Caspo (Cell ASP Optimizer) constitutes a pipeline for automated reasoning on logical signaling networks. The main underlying issue is that inherent experimental noise is considered, so that many different logical networks can be compatible with a set of experimental observations. It is available as a Docker container. Five modules are composing Caspo:

  • The Caspo-learn module performs an automated inference of logical networks from experimental data allows for identifying admissible large-scale logic models saving a lot of efforts and without any a priori bias.
  • The Caspo-classify, predict and visualize modules allows for classifying a family of boolean networks with respect to their input-output predictions.
  • The Caspo-design module designs experimental perturbations which would allow for an optimal discrimination of rival models in a family of boolean networks.
  • The Caspo-control module identifies key-players of a family of networks: it computes robust intervention strategies that force a set of target species or compounds into a desired steady state.
  • The Caspo-timeseries module to take into account time-series observation datasets in the learning procedure.

Cadbiom - Building and analyzing the asynchronous dynamics of enriched logical networks

Based on guarded transition semantic, the Cadbiom software provides a formal framework to help the modeling of biological systems such as cell signaling network. It allows  synchronization events to be investigated  in biological networks. It is available as a Docker image. Three modules are composing Cadbiom:

  • The Cadbiom graphical interface is useful to build and study moderate size models. It provides exploration, simulation and checking. For large-scale models, Cadbiom also allows to focus on specific nodes of interest.
  • The Cadbiom API allows a model to be loaded, performing static analysis and checking temporal properties on a finite horizon in the future or in the past.
  • Exploring large-scale knowledge repositories. The translations of the large-scale PID repository (about 10,000 curated interactions) have been translated into the Cadbiom formalism.

Sequence analysis : modeling sequences with formal grammars

Logol - Complex pattern modelling and matching

The Logol toolbox is a swiss-army-knife for pattern matching on DNA/RNA/Protein sequences, using a high-level grammatical formalism to permit a large expressivity for patterns. A Logol pattern can consist in a complex combination of motifs (such as degenerated strings) and structures (such as imperfect stem-loop ou repeats).  Logol key features are the possibilities to divide a pattern description into several sub-patterns, to model long range dependencies, to enable the use of ambiguous models or to permit the inclusion of negative conditions in a pattern definition.

  • The Graphical designer allows a user to iteratively build a complex pattern based on basic graphical patterns. The associated grammar file is an export of the graphical designer.
  • The LogolMatch parser takes as input a biological (nucleic or amino acid) sequence and a grammar file (i.e. a pattern). It combines a grammar analyzer, a sequence analyzer and a prolog Library. It returns a file containing all the occurrences of the pattern in the sequence with their parsing details.
  • Full genome analysis, and connection to biological databases have been made available recently.

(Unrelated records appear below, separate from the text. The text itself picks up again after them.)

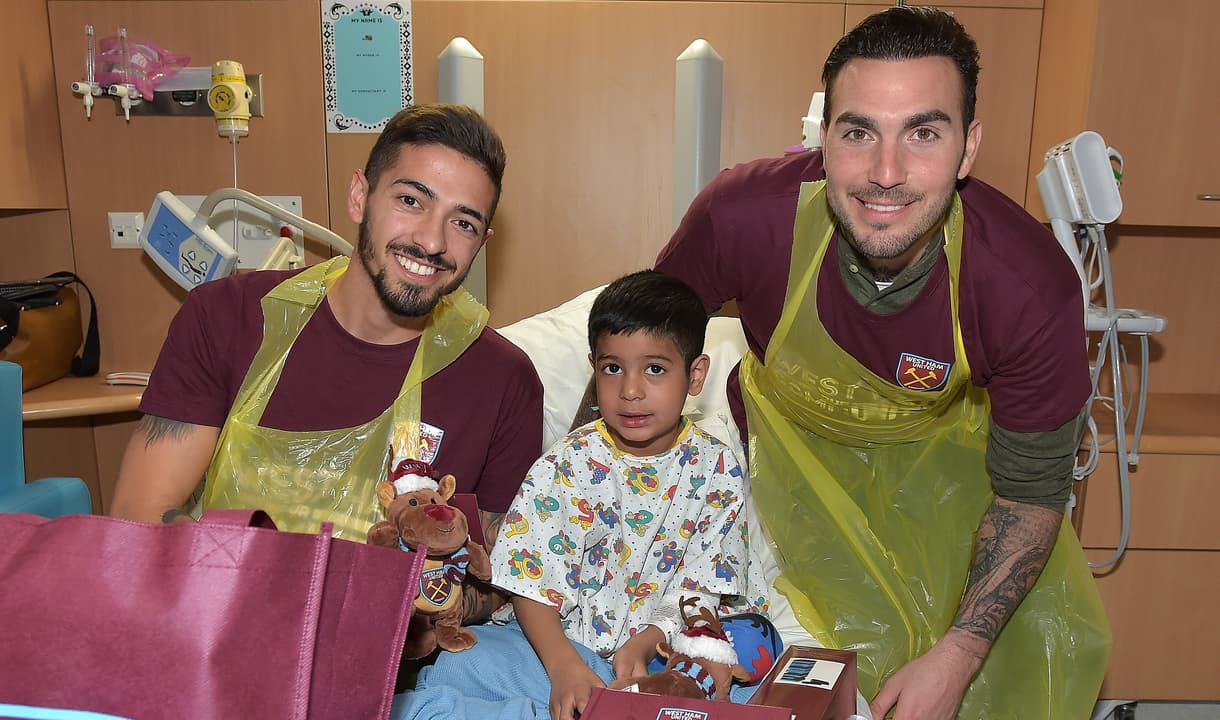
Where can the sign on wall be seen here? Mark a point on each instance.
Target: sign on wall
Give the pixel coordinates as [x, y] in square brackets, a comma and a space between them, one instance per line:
[366, 61]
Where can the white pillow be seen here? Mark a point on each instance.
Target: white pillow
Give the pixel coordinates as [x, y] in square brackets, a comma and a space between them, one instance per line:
[556, 342]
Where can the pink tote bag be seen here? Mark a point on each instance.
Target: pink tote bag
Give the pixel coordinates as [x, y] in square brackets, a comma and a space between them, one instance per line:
[226, 618]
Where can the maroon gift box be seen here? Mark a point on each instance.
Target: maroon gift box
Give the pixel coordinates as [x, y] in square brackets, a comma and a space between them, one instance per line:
[616, 704]
[818, 684]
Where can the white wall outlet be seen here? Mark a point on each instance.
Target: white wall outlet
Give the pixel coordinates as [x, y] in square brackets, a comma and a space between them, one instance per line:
[256, 231]
[126, 228]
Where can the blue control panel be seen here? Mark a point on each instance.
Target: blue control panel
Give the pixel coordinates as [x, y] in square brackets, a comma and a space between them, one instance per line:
[183, 245]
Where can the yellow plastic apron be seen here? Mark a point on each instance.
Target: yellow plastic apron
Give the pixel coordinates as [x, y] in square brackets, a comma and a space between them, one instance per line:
[872, 494]
[305, 478]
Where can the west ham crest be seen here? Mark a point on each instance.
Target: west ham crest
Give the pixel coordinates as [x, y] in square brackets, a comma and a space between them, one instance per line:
[921, 374]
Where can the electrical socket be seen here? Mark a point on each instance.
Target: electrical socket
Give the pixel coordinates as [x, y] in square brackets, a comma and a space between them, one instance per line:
[126, 228]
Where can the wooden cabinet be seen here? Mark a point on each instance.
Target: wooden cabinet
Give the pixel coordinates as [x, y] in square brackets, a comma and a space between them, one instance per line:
[1146, 77]
[31, 151]
[1155, 97]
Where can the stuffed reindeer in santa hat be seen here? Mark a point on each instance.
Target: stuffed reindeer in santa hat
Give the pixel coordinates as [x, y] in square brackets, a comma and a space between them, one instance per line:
[700, 662]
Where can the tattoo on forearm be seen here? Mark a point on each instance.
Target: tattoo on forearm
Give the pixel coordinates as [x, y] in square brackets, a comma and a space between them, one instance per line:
[159, 428]
[492, 522]
[1011, 549]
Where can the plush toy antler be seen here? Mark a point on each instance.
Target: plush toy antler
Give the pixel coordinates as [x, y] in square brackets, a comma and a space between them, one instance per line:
[420, 516]
[700, 663]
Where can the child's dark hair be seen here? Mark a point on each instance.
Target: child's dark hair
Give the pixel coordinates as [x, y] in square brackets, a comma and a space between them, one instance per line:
[654, 303]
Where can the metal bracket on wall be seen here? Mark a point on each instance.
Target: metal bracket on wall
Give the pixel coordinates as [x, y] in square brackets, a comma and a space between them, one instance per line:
[186, 94]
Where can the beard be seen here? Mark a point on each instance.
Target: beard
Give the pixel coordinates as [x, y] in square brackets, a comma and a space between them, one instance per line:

Protomata - Expressive pattern discovery

Protomata is a machine learning suite for the inference of automata characterizing (functional) families of proteins from available sequences. Based on a new kind of alignment, said partial and local, precise characterizations of the families – beyond the scope of classical sequence patterns such as PSSM, Profile HMM, or Prosite Patterns – can be learnt and used to predict new family members with a high specificity.

The three main modules integrated in the protomata-learner workflow are also available as stand-alone programs:

  • Paloma builds partial local multiple alignments;
  • Protobuild infers automata from these alignements;
  • Protomatch and Protoalign score and align new sequences with the automata.